The demo creates a dedicated Docker network (optionally internal/isolated) and connects Kali Linux and the DVWA container to that same network. DVWA is started on port 80 inside the network, but the host cannot access it directly because it isn’t exposed to the host network. The browser access goes through Kali Linux’s GUI session; the demo confirms this by checking that localhost:80 doesn’t respond while accessing the DVWA container’s IP from within Kali works.

What does Docker Scout do, and how are vulnerabilities addressed in the demo?

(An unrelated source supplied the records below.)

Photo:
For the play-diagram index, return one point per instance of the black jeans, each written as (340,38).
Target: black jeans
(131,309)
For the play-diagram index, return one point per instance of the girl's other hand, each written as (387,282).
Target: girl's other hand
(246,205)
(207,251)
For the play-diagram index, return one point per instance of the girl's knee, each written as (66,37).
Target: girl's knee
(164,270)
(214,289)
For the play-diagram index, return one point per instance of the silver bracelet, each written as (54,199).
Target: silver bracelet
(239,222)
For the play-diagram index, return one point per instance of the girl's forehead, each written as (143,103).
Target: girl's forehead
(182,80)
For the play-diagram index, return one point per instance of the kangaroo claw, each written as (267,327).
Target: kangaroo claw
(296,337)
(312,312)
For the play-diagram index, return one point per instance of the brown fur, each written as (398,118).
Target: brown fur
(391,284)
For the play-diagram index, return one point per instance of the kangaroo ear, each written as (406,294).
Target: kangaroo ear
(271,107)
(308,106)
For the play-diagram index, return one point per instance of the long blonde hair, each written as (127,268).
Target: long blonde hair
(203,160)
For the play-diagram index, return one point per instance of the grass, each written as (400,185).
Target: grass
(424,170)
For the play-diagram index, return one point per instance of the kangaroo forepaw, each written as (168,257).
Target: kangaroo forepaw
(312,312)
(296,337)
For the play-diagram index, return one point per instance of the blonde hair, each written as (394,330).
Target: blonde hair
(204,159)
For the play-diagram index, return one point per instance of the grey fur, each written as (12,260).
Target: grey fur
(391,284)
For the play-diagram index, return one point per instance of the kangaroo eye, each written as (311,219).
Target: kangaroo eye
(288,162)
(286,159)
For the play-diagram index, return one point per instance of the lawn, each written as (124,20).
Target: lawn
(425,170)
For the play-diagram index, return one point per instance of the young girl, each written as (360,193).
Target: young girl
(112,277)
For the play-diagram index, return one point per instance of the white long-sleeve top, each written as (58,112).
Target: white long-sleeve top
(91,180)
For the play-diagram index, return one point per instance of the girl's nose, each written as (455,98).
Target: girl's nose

Docker Scout analyzes container images for vulnerabilities across packages and layers. The demo scans the fabric image and reports no vulnerabilities, then scans Danger Zone and finds six vulnerabilities, including high-severity issues with CVE details. It then fixes a high-severity CVE by updating the express package version in the Dockerfile, rebuilds the image, and rescans until “no vulnerable packages detected” appears.

Review Questions

  1. When running multiple GUI containers, what combination of internal ports and host port mappings prevents conflicts, and why?
  2. Describe the isolation mechanism used to keep DVWA reachable only through Kali Linux in the demo.
  3. What sequence of steps is needed to enable NVIDIA GPU acceleration for a containerized workload, and how is success verified?

Key Points

  1. 1

    Run GUI applications inside containers by mapping container ports to unique host ports and using a GUI bridge like Chasm VNC.

  2. 2

    Use port remapping to avoid collisions when multiple containers default to the same internal ports.

  3. 3

    For GPU-accelerated containers, install and configure the NVIDIA container toolkit and verify GPU access with nvidia-smi after restarting WSL if needed.

  4. 4

    Docker Desktop adds a resource-monitoring and management layer, and WSL integration settings can affect which containers are visible.

  5. 5

    Danger Zone uses container sandboxes to sanitize untrusted documents by converting them to a safe PDF and then back to pixel data.

  6. 6

    Build repeatable tool environments with Dockerfiles, then run them as containerized apps using docker build and docker run (optionally with shell aliases).

  7. 7

    Harden container usage by scanning images with Docker Scout and iterating on Dockerfile changes until vulnerabilities are resolved.

Highlights

A full browser runs inside a Docker container and is accessed at localhost via Chasm VNC, combining GUI usability with container isolation.
Folding@home can be containerized with optional NVIDIA GPU acceleration—success hinges on the NVIDIA container toolkit and confirming GPU visibility with nvidia-smi.
Danger Zone sanitizes potentially dangerous files by converting them through sandboxed steps, producing a safer PDF output.
Docker Scout provides vulnerability scanning for images and supports a workflow of updating package versions, rebuilding, and rescanning until issues clear.
A hacking lab can be kept isolated by placing Kali Linux and DVWA on a dedicated Docker network so DVWA isn’t reachable directly from the host.